Consultant report

Reducing aerodynamic drag and rolling resistance from heavy-duty trucks

This report summarizes the commercial technologies available in the U.S. and Europe that can be used to improve the fuel efficiency of heavy freight trucks by reducing aerodynamic drag and rolling resistance, and evaluates their applicability to Chinese heavy trucks. These technologies are most effective when applied to the largest, combination trucks (truck plus trailer) that spend significant time traveling at highway speeds, which are responsible for a large share of fuel consumption. There are numerous commercially-available devices designed for retrofit onto both trucks and trailers.

There are at least twenty companies that sell aerodynamic aids for U.S. heavy trucks and trailers. For trucks, these aids include: roof and side fairings, vortex generators and air dams. For trailers, these aids include: gap reducers, nose cones, side skirts, under body fairings, and boat tails/end fairings. Some US suppliers and domestic manufacturers are selling roof fairings and side fairings for use on new tractors and for retrofits on in-use fleet in China. Virtually all tire companies that supply the U.S. heavy truck market sell low rolling resistance tires and several also sell single-wide tires. Additional companies sell automatic tire monitoring or inflation systems to maintain proper tire pressure, also to reduce rolling resistance.

Wind tunnel and in-use testing on test tracks indicates that individual aerodynamic aids can reduce distance-specific fuel use (l/100km) from U.S. trucks by 1% to 15%; packages of several different types of devices together can reduce fuel use by 25% or more. Testing has also demonstrated that low rolling resistance tires can reduce fuel use from U.S. trucks by approximately 3% while the use of single-wide tires in lieu of traditional dual tire sets on truck rear axles and trailer axles can reduce fuel use by up to 9%. Automatic tire inflation systems have been shown to reduce fuel use by 0.5% to 1.2%.
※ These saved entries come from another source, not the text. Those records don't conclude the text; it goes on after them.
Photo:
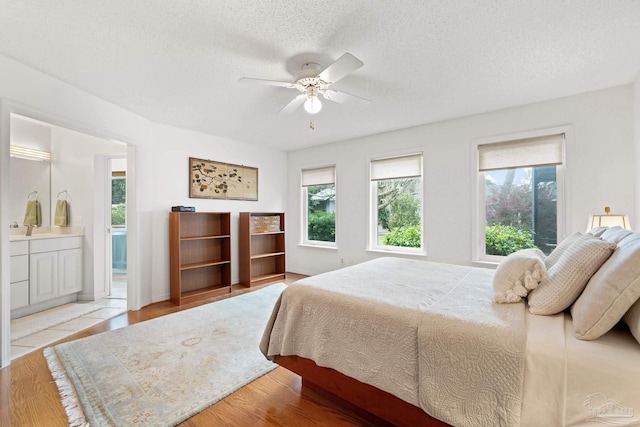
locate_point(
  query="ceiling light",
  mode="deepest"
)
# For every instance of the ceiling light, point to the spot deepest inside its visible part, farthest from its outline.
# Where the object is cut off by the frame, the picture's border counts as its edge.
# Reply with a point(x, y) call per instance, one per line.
point(29, 153)
point(313, 105)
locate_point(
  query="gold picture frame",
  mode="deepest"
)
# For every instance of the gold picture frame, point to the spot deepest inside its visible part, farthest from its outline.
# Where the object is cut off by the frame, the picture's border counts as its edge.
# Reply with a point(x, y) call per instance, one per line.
point(209, 179)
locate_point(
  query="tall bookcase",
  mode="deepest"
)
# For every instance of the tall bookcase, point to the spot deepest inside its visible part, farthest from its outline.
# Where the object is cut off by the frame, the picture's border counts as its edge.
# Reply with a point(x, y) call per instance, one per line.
point(200, 255)
point(261, 248)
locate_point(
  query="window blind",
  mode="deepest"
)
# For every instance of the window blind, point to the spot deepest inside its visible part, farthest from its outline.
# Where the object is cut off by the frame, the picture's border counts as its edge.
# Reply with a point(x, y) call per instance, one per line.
point(522, 153)
point(319, 176)
point(396, 167)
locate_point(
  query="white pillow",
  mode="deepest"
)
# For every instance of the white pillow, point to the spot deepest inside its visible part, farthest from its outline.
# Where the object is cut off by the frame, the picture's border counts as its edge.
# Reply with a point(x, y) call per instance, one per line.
point(610, 292)
point(597, 231)
point(555, 255)
point(567, 278)
point(517, 274)
point(615, 234)
point(632, 319)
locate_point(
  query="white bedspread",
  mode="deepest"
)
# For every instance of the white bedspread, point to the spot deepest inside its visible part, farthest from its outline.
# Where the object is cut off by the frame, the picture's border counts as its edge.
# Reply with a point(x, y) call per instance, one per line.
point(472, 356)
point(370, 320)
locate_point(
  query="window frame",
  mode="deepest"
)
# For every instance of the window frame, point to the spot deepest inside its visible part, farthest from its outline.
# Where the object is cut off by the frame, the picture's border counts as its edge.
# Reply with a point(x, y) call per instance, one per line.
point(479, 197)
point(372, 244)
point(304, 214)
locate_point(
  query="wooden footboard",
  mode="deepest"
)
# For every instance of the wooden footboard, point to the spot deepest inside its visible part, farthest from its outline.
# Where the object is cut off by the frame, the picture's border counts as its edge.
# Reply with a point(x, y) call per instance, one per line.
point(365, 400)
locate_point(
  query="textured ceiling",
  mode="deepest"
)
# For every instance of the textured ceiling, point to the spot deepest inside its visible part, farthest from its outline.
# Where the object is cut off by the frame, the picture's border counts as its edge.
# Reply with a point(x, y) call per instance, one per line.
point(178, 62)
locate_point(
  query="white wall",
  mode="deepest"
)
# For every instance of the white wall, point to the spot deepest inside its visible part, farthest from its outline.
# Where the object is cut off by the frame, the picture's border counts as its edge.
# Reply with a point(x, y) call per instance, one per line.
point(172, 149)
point(636, 119)
point(29, 175)
point(600, 172)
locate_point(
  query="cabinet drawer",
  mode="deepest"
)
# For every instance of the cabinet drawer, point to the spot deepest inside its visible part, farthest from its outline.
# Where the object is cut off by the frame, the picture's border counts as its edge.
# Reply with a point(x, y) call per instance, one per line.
point(56, 244)
point(19, 294)
point(19, 268)
point(19, 248)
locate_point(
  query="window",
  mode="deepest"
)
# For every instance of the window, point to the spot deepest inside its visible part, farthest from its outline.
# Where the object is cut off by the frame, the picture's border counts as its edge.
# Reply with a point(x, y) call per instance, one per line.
point(519, 195)
point(396, 208)
point(319, 206)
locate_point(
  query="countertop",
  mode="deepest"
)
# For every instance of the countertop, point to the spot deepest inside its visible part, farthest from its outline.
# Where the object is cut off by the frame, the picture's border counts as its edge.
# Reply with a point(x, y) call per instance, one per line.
point(19, 234)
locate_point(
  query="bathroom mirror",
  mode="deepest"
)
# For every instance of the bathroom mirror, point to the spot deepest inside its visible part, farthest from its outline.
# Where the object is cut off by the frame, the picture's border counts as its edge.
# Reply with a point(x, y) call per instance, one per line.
point(29, 178)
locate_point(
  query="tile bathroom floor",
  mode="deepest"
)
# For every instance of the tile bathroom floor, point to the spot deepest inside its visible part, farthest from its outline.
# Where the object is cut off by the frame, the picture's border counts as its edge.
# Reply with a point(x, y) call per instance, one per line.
point(37, 331)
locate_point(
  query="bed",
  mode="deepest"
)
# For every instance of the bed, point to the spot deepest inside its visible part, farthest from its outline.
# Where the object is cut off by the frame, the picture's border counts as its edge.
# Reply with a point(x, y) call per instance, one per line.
point(412, 342)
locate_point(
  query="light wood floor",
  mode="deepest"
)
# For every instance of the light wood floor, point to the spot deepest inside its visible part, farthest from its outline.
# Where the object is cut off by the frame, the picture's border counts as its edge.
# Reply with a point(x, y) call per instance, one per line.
point(29, 396)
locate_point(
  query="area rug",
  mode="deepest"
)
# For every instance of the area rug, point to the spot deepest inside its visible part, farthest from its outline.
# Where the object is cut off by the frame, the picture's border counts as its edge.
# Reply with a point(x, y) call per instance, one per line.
point(163, 371)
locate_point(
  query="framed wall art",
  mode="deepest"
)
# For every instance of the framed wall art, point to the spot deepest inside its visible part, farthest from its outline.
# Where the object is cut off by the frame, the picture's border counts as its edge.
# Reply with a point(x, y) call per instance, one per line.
point(217, 180)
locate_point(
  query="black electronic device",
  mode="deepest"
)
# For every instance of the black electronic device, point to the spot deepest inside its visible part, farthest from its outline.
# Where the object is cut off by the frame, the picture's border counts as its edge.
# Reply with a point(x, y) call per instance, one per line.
point(183, 209)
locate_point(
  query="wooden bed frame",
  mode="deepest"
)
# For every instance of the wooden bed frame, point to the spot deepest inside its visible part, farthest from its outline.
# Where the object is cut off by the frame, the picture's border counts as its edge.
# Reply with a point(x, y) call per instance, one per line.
point(367, 401)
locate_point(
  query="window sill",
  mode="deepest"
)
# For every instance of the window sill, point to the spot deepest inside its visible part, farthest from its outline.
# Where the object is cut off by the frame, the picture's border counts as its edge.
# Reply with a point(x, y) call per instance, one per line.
point(398, 252)
point(307, 245)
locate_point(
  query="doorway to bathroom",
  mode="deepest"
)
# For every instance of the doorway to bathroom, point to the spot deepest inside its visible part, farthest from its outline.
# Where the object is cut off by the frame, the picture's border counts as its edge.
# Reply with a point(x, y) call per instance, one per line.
point(117, 195)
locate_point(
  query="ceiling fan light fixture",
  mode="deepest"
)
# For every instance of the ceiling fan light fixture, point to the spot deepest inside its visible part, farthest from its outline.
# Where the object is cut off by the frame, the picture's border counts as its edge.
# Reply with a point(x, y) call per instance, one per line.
point(313, 105)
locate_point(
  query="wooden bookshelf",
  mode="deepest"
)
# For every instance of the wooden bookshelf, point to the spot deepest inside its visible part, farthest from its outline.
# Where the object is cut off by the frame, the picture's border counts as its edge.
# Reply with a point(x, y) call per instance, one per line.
point(261, 247)
point(200, 255)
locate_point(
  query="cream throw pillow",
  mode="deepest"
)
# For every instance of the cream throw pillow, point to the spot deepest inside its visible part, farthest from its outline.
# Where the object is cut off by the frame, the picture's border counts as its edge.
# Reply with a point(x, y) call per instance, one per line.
point(632, 319)
point(555, 255)
point(567, 278)
point(517, 274)
point(610, 292)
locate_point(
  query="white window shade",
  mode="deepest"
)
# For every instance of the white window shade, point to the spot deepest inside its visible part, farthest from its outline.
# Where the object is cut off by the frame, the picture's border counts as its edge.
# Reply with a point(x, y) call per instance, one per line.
point(319, 176)
point(522, 153)
point(397, 167)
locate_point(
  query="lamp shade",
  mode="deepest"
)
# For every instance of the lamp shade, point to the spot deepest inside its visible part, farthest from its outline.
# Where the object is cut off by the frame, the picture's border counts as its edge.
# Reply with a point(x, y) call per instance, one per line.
point(609, 220)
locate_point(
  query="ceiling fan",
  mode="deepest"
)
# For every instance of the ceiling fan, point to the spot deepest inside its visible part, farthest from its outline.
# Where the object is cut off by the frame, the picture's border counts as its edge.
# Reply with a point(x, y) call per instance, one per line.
point(314, 83)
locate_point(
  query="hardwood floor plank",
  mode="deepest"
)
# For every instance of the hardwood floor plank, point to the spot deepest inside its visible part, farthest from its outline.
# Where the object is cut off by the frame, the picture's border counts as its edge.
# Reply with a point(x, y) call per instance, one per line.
point(29, 396)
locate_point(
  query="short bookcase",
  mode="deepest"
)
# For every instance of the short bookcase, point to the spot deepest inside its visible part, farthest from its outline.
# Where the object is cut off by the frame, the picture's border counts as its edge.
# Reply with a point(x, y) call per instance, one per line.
point(200, 255)
point(261, 248)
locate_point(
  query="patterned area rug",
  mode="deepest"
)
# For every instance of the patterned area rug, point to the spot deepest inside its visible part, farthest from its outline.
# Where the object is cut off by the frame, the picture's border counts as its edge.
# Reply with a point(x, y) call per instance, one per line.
point(163, 371)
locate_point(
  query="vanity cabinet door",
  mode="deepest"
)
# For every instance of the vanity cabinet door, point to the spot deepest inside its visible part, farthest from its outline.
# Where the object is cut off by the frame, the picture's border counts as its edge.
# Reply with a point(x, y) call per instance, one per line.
point(19, 276)
point(43, 277)
point(70, 271)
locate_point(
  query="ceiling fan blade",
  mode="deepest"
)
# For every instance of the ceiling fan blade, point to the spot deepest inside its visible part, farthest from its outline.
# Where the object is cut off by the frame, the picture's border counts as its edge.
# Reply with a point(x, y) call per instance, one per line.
point(345, 98)
point(345, 65)
point(266, 82)
point(294, 104)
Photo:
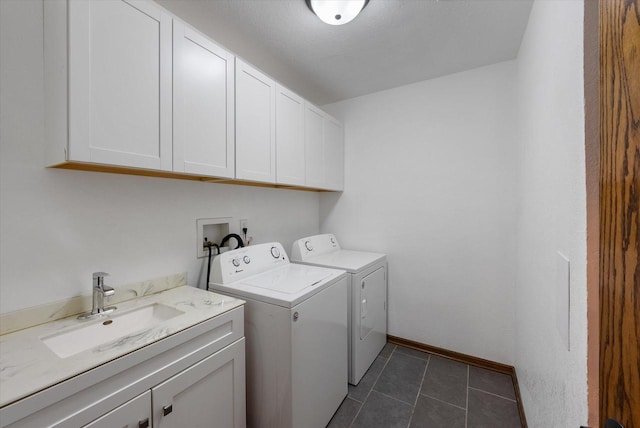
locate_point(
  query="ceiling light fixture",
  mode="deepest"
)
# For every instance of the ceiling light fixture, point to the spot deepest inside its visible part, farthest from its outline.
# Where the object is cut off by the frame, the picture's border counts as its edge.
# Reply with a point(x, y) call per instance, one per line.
point(336, 12)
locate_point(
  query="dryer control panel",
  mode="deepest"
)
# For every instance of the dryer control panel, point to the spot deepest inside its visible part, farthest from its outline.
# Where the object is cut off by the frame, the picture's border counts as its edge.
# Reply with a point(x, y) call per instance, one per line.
point(243, 262)
point(312, 246)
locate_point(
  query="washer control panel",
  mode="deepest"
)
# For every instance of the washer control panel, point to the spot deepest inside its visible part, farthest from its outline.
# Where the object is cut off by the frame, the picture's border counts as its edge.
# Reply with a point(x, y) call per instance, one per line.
point(243, 262)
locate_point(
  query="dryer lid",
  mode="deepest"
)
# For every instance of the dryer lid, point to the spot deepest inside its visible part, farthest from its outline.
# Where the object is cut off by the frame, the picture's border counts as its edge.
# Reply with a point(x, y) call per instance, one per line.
point(351, 261)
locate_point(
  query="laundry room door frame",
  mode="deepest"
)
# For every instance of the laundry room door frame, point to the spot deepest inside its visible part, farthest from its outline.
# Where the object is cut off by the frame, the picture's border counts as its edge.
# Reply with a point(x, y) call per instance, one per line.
point(619, 213)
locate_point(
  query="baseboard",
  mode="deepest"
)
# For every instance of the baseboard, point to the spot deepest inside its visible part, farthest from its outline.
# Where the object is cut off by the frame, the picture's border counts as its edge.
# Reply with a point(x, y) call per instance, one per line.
point(467, 359)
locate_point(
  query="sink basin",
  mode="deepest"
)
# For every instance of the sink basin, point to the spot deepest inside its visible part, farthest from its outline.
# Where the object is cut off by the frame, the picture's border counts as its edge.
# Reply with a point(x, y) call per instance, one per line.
point(105, 330)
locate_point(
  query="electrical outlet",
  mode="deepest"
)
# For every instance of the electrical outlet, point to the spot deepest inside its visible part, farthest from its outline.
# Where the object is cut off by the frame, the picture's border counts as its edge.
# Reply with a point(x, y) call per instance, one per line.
point(213, 229)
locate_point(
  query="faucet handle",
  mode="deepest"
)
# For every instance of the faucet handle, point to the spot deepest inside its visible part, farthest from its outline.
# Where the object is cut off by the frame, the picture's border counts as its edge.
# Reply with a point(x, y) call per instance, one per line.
point(98, 278)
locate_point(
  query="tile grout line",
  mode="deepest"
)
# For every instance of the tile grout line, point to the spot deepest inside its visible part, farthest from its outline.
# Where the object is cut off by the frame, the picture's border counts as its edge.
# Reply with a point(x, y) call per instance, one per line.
point(394, 398)
point(444, 402)
point(415, 403)
point(466, 412)
point(495, 395)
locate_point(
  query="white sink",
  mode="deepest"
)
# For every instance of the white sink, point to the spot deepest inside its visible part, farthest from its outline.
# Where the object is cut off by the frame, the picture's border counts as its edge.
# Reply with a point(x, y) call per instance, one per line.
point(105, 330)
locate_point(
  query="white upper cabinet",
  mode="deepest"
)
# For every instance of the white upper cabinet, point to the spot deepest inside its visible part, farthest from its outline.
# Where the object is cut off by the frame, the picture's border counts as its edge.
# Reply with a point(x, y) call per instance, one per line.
point(203, 105)
point(119, 81)
point(255, 125)
point(314, 146)
point(290, 163)
point(334, 153)
point(129, 88)
point(324, 150)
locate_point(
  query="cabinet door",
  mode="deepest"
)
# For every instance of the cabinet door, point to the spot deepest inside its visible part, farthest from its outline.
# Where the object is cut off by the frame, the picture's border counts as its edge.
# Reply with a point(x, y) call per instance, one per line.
point(334, 153)
point(120, 83)
point(255, 125)
point(203, 128)
point(314, 146)
point(135, 413)
point(209, 393)
point(290, 163)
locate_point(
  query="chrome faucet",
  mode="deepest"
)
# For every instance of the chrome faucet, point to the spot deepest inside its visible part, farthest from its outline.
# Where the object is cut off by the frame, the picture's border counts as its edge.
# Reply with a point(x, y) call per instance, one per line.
point(100, 291)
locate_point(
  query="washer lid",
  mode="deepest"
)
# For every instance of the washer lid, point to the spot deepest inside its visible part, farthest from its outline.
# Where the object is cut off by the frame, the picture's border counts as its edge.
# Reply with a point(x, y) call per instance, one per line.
point(290, 279)
point(284, 286)
point(349, 260)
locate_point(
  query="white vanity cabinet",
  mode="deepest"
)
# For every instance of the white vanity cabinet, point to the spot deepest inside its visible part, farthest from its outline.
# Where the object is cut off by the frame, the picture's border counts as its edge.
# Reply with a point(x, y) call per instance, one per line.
point(255, 124)
point(135, 413)
point(194, 378)
point(203, 105)
point(290, 163)
point(108, 78)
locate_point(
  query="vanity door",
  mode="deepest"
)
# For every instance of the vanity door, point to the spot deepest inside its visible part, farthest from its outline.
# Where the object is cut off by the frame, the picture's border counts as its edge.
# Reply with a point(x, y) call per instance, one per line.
point(207, 394)
point(135, 413)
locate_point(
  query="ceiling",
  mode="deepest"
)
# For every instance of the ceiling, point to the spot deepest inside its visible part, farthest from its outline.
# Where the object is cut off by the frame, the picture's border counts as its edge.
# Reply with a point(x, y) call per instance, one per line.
point(391, 43)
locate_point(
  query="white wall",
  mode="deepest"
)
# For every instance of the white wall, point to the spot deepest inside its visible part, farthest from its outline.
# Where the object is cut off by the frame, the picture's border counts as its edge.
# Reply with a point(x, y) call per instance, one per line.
point(551, 214)
point(430, 180)
point(58, 226)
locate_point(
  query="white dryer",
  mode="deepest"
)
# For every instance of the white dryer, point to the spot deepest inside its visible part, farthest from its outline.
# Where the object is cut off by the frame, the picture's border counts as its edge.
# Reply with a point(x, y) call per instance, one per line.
point(296, 335)
point(367, 296)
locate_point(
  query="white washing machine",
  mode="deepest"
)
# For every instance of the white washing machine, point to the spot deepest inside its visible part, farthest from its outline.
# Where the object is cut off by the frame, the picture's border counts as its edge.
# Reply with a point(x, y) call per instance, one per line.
point(367, 296)
point(296, 335)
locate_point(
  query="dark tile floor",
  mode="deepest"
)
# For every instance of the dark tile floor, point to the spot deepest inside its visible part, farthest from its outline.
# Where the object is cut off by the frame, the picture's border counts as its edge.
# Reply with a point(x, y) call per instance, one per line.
point(406, 388)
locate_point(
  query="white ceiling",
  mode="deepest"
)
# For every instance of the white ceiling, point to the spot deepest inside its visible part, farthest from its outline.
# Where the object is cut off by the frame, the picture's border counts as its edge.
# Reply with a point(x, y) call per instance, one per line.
point(391, 43)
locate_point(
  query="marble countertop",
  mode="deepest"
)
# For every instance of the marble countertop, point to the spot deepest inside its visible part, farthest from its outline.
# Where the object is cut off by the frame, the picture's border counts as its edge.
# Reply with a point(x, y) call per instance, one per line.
point(27, 365)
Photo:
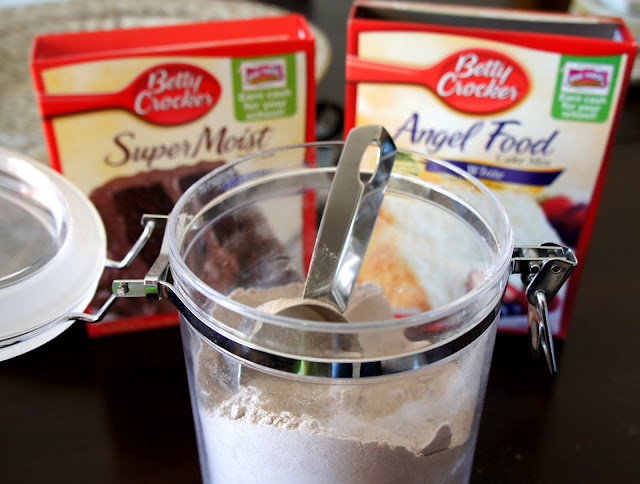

The fuel efficiency benefit of aerodynamic aids is sensitive to truck speed: the faster a truck typically travels, the greater the reduction in fuel use. Rolling resistance is insensitive to speed, but is proportional to truck weight: low rolling resistance tires therefore provide greater benefits on heavier trucks than on lighter trucks. In comparison to U.S. trucks, Chinese freight trucks typically travel at lower speeds (70 km/hr compared to 105 km/hr), but operate at significantly higher gross weight (49,000 kg or more compared to 36,000 kg). As such, the expected benefits of aerodynamic aids will be smaller for Chinese trucks than for U.S. trucks, but the expected benefits of reduced rolling resistance will be greater.

For Chinese trucks typically traveling at 70 km/hr, a full package of retrofit aerodynamic aids applied to both the truck and the trailer might be expected to reduce fuel use by 11% or more. This would provide an annual fuel savings of 6,500 liters or more for a typical Chinese heavy combination truck. If combined with low rolling resistance tires and automatic tire inflation systems for both the truck and trailer, fuel use might be reduced by up to 20%, saving up to 11,800 liters of fuel per truck annually.

This report does not review the costs and economic benefits of aerodynamic or low rolling resistance technologies nor does it provide a detailed review of availability in China. These are areas of potential future research.